Cinco minutos después de subir la entrada de mi Diario 2020, a la que llamé “Diario de cuarentena”, ingresé a mi cuenta de Facebook. Tenía varios mensajes directos. Solo abrí uno. Es de una amiga a la que conocí justo a través de la red social, por amigos comunes y cosas que escribí sobre Colima. Ella es mexicana, pero hace tiempo largo vive en la Columbia Británica, Canadá. Hemos cultivado una amistad virtual que persiste con el paso de los años, con mensajes intermitentes.
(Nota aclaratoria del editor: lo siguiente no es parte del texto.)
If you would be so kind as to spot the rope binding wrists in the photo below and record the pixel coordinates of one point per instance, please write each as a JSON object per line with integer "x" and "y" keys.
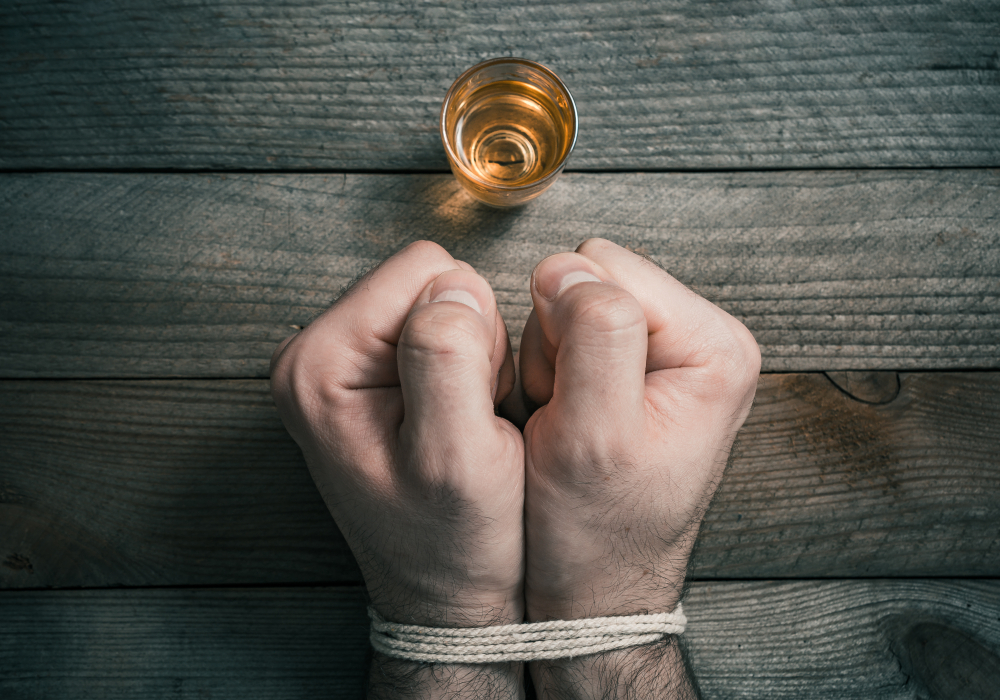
{"x": 529, "y": 641}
Su mensaje era inusualmente largo, y me llamó la atención. Lo primero que se abrió en mi computadora fue una imagen de ella, con tapabocas que apenas dejaba ver su rostro. Está hospitalizada. Me contó su historia y cómo se contagió en un consultorio médico por dos personas mayores que solo después confesaron que habían permanecido en Estados Unidos. Los detalles me los ahorro, porque sigo cimbrado y porque no vienen al caso.
María, pongámosle un nombre, me describe síntomas y temores. Me muestra el cuartito de hospital donde la alojaron. Cuando los leí, la piel se me erizó. Dejé pasar unos minutos y conmovido le escribí un mensaje repleto de ecuanimidad y buenas vibras. Apenas terminé, vine acá, a desahogar el terrible pesar de conocer, así sea virtualmente, a la primera persona infectada del planeta.
No rezo, pero si pudiera, quisiera rezar para que pronto me escriba desde su casa y me muestre, de nuevo, los paisajes impresionantes desde su casa, los ciervos que pastan cerca, la nieve o su enorme perro negro. O mejor, su sonrisa despreocupada.